Tomatoes are a classic greenhouse plant. Planting tomatoes in a greenhouse should be done only when the ground warms up enough, and the threat of night frosts has passed. If the seedlings are not overgrown, try to do not deepen because in this case, at first there will be an active formation of new roots, and the tops will not grow and develop.
Planting tomatoes in a greenhouse is done in almost the same way as in open ground. Prepare in advance holes or furrows, where you can pour humus, ash or complex mineral fertilizers. Do not fill them with fresh manure, chicken dung, urea, or nitrogen fertilizers. The roots of the plant will simply burn out from manure, and from the excess of nitrogen, instead of tomatoes, you will get beautiful tops. The holes need to be shed well, and then the seedlings should be spread over them, cut off all leaves that are below and at ground level, cover with earth and shed again properly.

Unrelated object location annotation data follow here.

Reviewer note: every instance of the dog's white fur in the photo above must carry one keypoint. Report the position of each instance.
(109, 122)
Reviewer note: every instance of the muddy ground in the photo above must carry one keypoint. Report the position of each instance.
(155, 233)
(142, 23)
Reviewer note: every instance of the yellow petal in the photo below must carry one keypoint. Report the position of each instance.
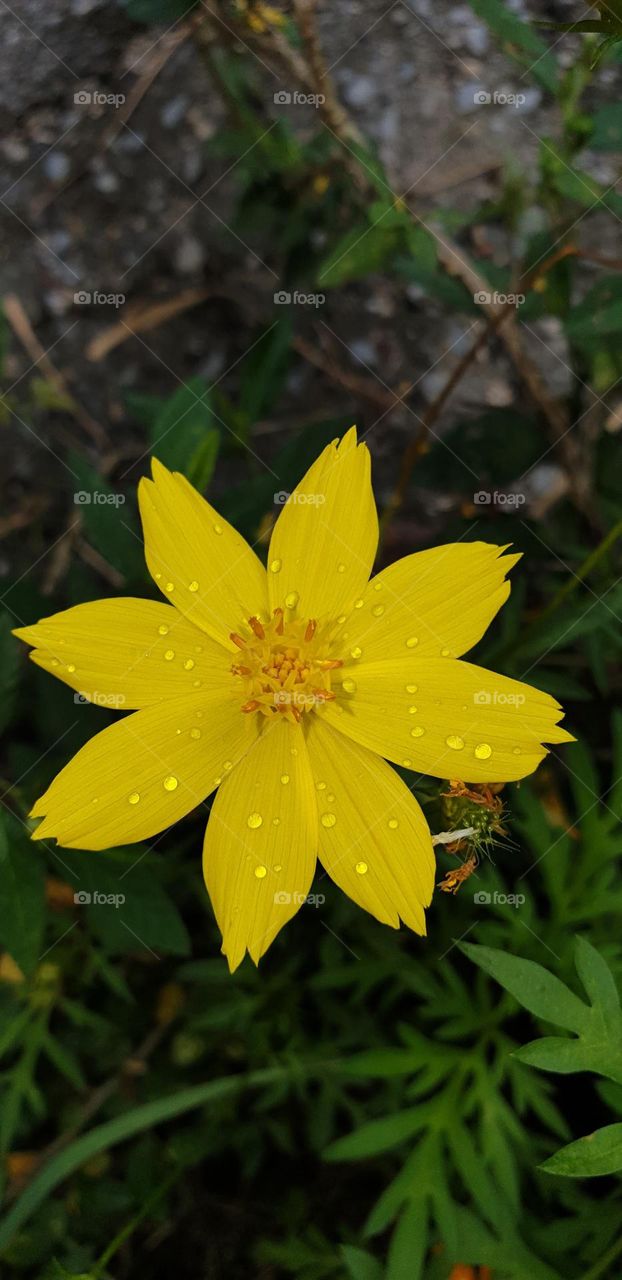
(145, 772)
(433, 603)
(374, 839)
(127, 653)
(325, 539)
(260, 845)
(448, 718)
(197, 560)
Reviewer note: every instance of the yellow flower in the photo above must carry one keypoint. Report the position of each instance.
(284, 688)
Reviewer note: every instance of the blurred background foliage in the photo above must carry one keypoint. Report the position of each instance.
(367, 1104)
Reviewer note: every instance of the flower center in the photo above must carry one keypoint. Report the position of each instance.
(284, 667)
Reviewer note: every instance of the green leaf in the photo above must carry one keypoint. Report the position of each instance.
(124, 904)
(520, 40)
(534, 987)
(597, 1153)
(22, 895)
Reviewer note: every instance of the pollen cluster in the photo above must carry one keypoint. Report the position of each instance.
(284, 666)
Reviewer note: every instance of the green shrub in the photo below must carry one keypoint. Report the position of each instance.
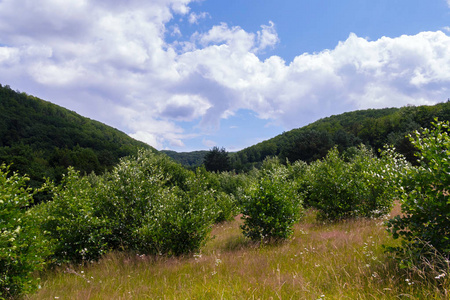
(23, 249)
(272, 204)
(425, 224)
(148, 214)
(71, 220)
(358, 186)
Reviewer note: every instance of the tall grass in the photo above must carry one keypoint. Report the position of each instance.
(343, 260)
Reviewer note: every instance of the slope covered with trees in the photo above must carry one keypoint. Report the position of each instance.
(42, 139)
(372, 127)
(190, 160)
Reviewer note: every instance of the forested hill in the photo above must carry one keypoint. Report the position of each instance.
(188, 159)
(373, 127)
(42, 139)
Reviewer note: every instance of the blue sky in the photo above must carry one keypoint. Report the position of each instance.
(189, 75)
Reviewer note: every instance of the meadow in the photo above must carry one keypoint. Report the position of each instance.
(341, 260)
(350, 226)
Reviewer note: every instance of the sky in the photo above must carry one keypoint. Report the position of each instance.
(188, 75)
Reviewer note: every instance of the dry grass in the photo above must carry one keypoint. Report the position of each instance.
(322, 261)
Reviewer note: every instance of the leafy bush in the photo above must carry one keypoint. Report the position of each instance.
(23, 249)
(147, 214)
(359, 187)
(138, 206)
(72, 221)
(272, 204)
(425, 223)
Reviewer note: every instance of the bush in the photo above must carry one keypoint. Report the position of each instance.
(359, 187)
(23, 250)
(72, 221)
(425, 224)
(272, 204)
(138, 207)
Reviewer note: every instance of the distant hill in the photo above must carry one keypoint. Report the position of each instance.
(42, 139)
(373, 127)
(188, 159)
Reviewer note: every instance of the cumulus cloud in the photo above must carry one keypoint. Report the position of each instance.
(194, 18)
(110, 61)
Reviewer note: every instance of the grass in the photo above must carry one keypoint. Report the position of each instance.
(343, 260)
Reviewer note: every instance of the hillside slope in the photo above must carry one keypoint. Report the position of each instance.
(373, 127)
(42, 139)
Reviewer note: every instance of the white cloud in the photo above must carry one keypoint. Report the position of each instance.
(194, 18)
(110, 61)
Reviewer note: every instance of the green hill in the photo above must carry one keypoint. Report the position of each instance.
(373, 127)
(191, 159)
(42, 139)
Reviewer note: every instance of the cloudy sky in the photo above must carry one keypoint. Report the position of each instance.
(188, 75)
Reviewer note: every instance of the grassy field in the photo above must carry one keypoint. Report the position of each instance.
(342, 260)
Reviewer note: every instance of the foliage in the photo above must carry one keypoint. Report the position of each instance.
(71, 220)
(136, 207)
(217, 160)
(272, 204)
(23, 250)
(360, 187)
(372, 127)
(189, 160)
(425, 223)
(42, 139)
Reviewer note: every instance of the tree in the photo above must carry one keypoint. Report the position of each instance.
(217, 160)
(425, 222)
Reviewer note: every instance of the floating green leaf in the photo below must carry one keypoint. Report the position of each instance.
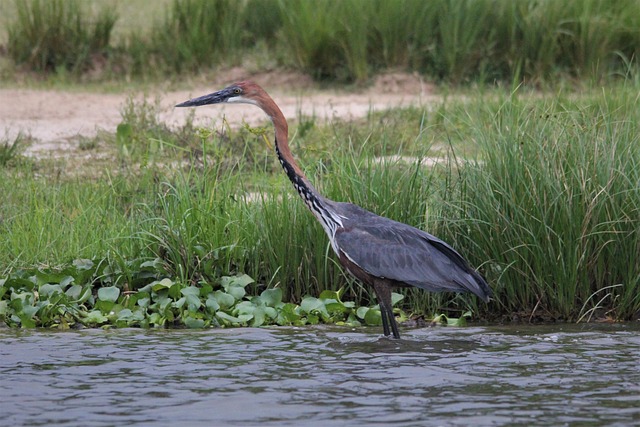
(110, 294)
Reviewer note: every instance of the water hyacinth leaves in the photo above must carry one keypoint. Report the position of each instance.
(94, 294)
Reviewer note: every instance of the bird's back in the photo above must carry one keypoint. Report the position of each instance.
(404, 254)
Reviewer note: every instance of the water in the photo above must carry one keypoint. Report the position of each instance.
(556, 375)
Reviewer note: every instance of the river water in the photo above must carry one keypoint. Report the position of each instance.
(555, 375)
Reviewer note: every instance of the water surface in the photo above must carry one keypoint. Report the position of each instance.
(555, 375)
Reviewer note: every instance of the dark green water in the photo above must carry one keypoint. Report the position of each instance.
(584, 375)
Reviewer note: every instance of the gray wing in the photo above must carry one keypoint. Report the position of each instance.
(397, 251)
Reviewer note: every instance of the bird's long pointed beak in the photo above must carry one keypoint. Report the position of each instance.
(213, 98)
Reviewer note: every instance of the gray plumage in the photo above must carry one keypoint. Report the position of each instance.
(378, 251)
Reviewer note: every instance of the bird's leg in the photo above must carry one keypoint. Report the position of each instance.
(383, 293)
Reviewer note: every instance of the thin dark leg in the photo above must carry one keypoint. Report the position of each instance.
(385, 322)
(394, 324)
(383, 293)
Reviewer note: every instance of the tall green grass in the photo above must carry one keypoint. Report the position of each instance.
(59, 35)
(550, 212)
(553, 208)
(456, 41)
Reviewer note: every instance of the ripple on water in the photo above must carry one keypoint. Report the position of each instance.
(552, 375)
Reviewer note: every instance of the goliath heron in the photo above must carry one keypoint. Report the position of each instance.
(378, 251)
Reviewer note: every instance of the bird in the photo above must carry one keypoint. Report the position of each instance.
(378, 251)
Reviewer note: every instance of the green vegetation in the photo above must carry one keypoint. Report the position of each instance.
(349, 40)
(549, 211)
(199, 227)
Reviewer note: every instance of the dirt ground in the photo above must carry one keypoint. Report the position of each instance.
(54, 119)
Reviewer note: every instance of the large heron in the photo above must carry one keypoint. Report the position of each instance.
(378, 251)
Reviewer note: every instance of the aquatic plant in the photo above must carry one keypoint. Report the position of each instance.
(98, 293)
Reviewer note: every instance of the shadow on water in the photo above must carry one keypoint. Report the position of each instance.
(503, 375)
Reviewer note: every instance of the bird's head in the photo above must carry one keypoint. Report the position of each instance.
(242, 92)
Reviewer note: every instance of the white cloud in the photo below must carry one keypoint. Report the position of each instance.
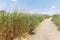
(14, 0)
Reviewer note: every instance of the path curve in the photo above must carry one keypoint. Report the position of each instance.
(46, 31)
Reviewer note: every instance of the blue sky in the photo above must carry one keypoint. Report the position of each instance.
(31, 5)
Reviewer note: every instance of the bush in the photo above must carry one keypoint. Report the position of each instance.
(56, 20)
(15, 24)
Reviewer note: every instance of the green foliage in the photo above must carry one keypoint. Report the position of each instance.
(56, 20)
(15, 24)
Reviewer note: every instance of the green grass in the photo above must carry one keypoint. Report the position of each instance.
(15, 24)
(56, 20)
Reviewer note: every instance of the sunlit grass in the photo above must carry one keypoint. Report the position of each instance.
(14, 24)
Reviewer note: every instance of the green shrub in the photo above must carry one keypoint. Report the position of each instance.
(56, 20)
(15, 24)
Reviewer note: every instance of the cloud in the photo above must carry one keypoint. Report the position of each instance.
(14, 0)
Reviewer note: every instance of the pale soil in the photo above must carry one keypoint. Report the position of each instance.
(45, 31)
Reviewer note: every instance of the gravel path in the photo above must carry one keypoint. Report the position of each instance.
(46, 31)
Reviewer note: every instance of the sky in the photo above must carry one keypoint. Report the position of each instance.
(37, 6)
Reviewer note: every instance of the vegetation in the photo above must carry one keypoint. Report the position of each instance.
(56, 20)
(15, 24)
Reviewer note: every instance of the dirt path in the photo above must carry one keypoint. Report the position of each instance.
(46, 31)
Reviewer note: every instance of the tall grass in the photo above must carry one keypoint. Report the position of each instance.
(15, 24)
(56, 20)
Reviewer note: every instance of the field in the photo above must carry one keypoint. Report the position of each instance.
(16, 24)
(56, 20)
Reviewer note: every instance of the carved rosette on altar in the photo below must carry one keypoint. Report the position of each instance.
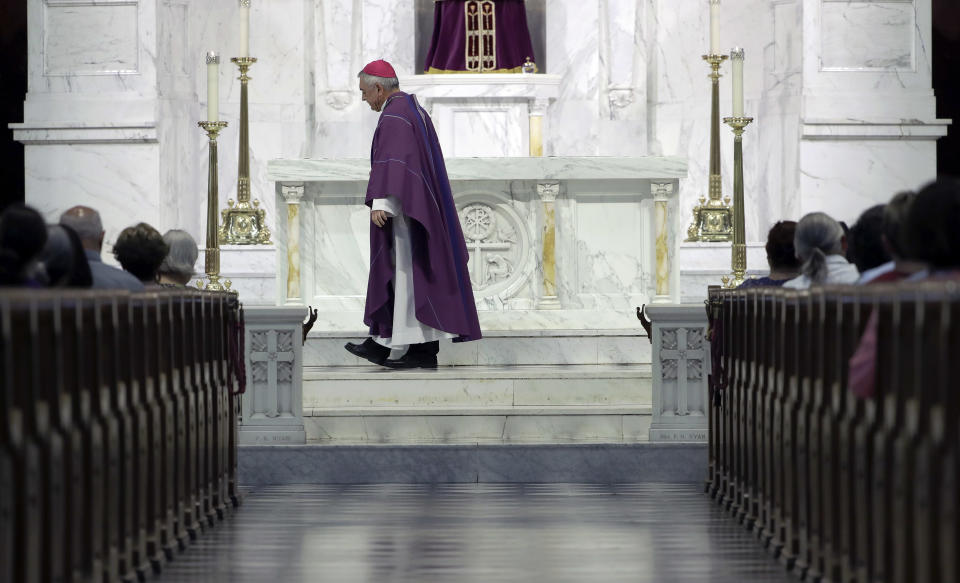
(479, 36)
(497, 243)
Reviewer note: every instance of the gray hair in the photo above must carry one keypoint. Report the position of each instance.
(388, 83)
(817, 236)
(182, 255)
(84, 221)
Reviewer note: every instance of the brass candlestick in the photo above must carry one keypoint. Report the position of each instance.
(711, 218)
(244, 224)
(212, 251)
(738, 258)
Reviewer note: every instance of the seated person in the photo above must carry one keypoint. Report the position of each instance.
(64, 260)
(780, 257)
(865, 247)
(140, 250)
(22, 236)
(930, 235)
(177, 267)
(932, 232)
(894, 237)
(819, 243)
(87, 225)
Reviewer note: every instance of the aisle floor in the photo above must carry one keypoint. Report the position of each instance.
(476, 532)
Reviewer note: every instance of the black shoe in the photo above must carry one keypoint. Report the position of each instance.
(369, 350)
(413, 361)
(418, 356)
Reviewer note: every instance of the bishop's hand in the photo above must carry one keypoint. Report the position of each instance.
(379, 218)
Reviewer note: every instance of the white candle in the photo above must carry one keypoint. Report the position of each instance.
(736, 63)
(213, 86)
(714, 27)
(244, 28)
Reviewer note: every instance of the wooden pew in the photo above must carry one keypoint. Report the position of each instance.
(29, 491)
(10, 435)
(843, 488)
(119, 429)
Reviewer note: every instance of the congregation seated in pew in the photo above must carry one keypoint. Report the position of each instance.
(820, 244)
(88, 226)
(865, 248)
(63, 259)
(781, 257)
(177, 267)
(22, 237)
(140, 249)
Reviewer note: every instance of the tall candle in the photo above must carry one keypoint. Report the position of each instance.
(244, 28)
(714, 27)
(213, 86)
(736, 63)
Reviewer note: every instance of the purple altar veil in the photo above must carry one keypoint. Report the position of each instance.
(463, 41)
(406, 162)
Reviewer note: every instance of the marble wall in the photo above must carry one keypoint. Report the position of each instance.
(840, 93)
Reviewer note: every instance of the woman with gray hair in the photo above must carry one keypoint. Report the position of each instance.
(819, 246)
(177, 267)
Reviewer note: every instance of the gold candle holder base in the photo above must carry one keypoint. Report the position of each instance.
(738, 254)
(212, 251)
(243, 223)
(214, 283)
(712, 219)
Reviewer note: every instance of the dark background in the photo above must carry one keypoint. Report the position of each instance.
(13, 82)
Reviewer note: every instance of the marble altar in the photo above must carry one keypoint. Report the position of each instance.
(614, 231)
(840, 92)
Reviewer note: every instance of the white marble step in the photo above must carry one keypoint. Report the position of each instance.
(505, 347)
(572, 403)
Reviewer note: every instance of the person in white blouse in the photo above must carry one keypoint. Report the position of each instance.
(819, 243)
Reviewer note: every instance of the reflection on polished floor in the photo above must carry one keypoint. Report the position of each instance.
(476, 532)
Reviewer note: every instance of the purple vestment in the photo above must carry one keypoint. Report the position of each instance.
(406, 162)
(471, 36)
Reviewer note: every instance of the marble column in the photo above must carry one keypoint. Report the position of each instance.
(548, 191)
(538, 108)
(292, 195)
(662, 192)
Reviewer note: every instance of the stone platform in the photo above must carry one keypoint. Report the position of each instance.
(597, 463)
(549, 385)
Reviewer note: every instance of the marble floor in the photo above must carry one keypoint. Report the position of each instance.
(476, 532)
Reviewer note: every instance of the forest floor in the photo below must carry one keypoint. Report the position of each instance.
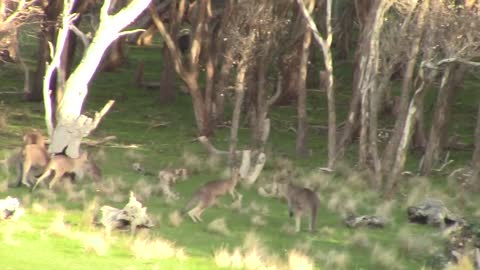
(56, 230)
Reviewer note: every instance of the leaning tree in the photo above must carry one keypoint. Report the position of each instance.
(71, 125)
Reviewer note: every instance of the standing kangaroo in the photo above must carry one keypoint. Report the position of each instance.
(61, 165)
(301, 201)
(207, 195)
(33, 155)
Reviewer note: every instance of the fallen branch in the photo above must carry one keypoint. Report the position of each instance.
(101, 141)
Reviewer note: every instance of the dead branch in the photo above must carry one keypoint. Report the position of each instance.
(101, 141)
(67, 19)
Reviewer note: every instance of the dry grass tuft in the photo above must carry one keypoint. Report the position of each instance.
(298, 260)
(360, 239)
(135, 155)
(143, 190)
(100, 155)
(38, 208)
(175, 218)
(213, 163)
(237, 204)
(145, 248)
(336, 260)
(222, 257)
(237, 259)
(193, 162)
(420, 190)
(72, 194)
(59, 227)
(46, 194)
(258, 220)
(464, 263)
(385, 209)
(219, 225)
(95, 243)
(385, 257)
(414, 244)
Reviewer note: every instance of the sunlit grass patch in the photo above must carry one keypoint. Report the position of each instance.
(385, 257)
(175, 218)
(298, 260)
(94, 242)
(219, 225)
(59, 227)
(155, 248)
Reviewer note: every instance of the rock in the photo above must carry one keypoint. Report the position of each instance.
(366, 220)
(433, 212)
(133, 215)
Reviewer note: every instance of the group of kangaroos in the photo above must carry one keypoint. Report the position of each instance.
(34, 159)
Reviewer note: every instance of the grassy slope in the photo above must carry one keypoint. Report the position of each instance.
(32, 245)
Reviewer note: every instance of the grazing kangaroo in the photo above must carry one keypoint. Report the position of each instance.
(33, 156)
(301, 201)
(62, 164)
(207, 195)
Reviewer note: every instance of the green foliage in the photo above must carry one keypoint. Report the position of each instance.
(33, 242)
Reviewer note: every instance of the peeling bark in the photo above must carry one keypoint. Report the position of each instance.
(475, 178)
(453, 78)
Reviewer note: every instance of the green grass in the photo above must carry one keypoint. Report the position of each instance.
(30, 243)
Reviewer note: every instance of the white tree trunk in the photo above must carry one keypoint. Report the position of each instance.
(72, 126)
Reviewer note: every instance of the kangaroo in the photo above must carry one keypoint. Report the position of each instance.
(301, 201)
(34, 137)
(207, 195)
(33, 156)
(61, 165)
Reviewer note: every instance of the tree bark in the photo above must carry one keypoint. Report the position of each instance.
(72, 126)
(239, 95)
(404, 140)
(46, 36)
(475, 178)
(453, 78)
(189, 72)
(301, 145)
(167, 78)
(114, 57)
(407, 82)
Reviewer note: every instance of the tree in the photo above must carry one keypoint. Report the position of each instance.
(327, 75)
(71, 125)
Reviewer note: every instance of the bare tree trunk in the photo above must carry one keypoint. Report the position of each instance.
(221, 85)
(210, 74)
(72, 126)
(167, 77)
(301, 147)
(239, 95)
(114, 57)
(407, 82)
(475, 178)
(404, 140)
(261, 105)
(189, 72)
(453, 78)
(368, 85)
(47, 35)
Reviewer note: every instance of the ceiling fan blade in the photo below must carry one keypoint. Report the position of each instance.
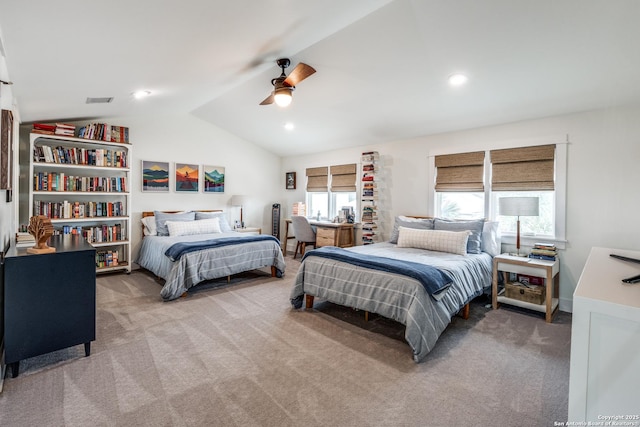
(298, 74)
(268, 100)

Do not be too lazy to also cut off all diseased and yellow leaves, they are usually found at the bottom of the plant. They are the gateway for infections that spread very quickly in greenhouse conditions. Water the tomatoes sparingly before flowering. After a couple of days, the plants are tied up in an upright position. Do not let the air in the greenhouse heat up more than 30 degrees. At this temperature, tomato pollen becomes sterile and the fruit does not set. Regularly ventilate greenhouse.